D’une pièce à l’autre, vous développez un univers dont la cellule familiale est le centre. Quelle forme prend-elle dans votre nouvelle création ?

J.B. : La famille de Rest and Watch s’inspire d’une petite forme que j’ai créée en 2020 avec la compagnie, marquée alors par deux grossesses, dont celle de la comédienne Hélène Marchand qui est ma compagne dans la vie.
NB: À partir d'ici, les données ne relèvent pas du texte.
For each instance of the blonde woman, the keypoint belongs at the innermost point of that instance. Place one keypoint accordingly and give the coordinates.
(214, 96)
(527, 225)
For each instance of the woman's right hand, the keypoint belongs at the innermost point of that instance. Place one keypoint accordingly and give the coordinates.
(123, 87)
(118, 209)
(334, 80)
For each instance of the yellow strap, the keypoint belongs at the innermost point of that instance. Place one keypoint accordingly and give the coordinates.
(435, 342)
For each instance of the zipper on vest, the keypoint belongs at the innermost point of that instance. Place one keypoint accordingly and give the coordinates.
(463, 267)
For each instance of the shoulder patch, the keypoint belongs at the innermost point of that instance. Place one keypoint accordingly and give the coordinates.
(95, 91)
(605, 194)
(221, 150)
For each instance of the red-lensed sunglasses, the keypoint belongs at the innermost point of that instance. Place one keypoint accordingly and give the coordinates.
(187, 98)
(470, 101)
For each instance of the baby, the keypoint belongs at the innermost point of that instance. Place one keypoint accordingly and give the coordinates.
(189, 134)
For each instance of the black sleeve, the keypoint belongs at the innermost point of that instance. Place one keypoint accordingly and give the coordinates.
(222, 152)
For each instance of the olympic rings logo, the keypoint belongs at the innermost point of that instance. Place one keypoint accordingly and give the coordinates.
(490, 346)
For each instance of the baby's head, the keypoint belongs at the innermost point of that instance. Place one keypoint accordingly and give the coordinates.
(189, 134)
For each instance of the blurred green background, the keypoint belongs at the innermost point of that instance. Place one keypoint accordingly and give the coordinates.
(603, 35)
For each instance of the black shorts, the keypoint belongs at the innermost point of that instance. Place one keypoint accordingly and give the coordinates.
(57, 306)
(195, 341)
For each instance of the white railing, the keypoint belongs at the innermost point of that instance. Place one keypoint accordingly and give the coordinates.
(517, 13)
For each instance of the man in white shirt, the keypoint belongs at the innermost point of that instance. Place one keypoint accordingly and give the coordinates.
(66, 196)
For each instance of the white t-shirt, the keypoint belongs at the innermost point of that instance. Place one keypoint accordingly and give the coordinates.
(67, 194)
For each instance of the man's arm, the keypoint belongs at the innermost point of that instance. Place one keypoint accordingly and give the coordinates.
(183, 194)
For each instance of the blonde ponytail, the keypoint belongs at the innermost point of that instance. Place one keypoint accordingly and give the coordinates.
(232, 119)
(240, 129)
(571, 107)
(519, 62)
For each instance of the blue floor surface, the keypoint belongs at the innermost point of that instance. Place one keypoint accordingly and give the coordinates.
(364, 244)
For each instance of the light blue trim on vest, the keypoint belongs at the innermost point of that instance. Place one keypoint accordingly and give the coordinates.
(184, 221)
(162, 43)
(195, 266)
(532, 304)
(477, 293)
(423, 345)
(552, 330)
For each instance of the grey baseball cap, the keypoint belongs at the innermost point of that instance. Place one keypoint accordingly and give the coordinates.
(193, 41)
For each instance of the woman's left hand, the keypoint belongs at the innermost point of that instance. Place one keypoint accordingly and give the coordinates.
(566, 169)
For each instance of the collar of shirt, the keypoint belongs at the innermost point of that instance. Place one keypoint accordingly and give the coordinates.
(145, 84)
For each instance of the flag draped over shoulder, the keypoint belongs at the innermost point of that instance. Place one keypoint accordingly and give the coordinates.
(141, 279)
Cette sorte de « cérémonie prénatale » créée en neuf mois est présente dans Rest and Watch, dont les protagonistes enfants Serge et Aliocha sont d’abord dans le ventre leur mère en 2020 puis on les retrouve plus tard jusqu’en 2055. Fort des changements qui ont remodelé le monde, la famille de la pièce vit en vase clos, et les enfants sont conditionnés à ne rien faire.

« Rest and Watch fait étrangement rire. »

L’année 2020 est celle de l’arrivée du Covid parmi nous. En quoi la pandémie est-elle présente dans votre pièce ?

J.B. : La pièce commençant en 2020, et se poursuivant de nombreuses années après, la pandémie n’est finalement pour les protagonistes qu’un vague mauvais souvenir. Elle est l’une des catastrophes qui ont lieu, et pour la famille que l’on voit évoluer entre 2039 et 2055, qui est en fait la réunion de deux familles, suite à la mort mystérieuse du père de Serge, elle est une sorte de spectre. Tel que l’imagine cette famille, qui vit cloîtrée quelque part en Bourgogne dans une nature qui a repris ses droits, le monde est à bout de course. Quel que soit le cadre, les humains conservent leurs travers, leurs contradictions.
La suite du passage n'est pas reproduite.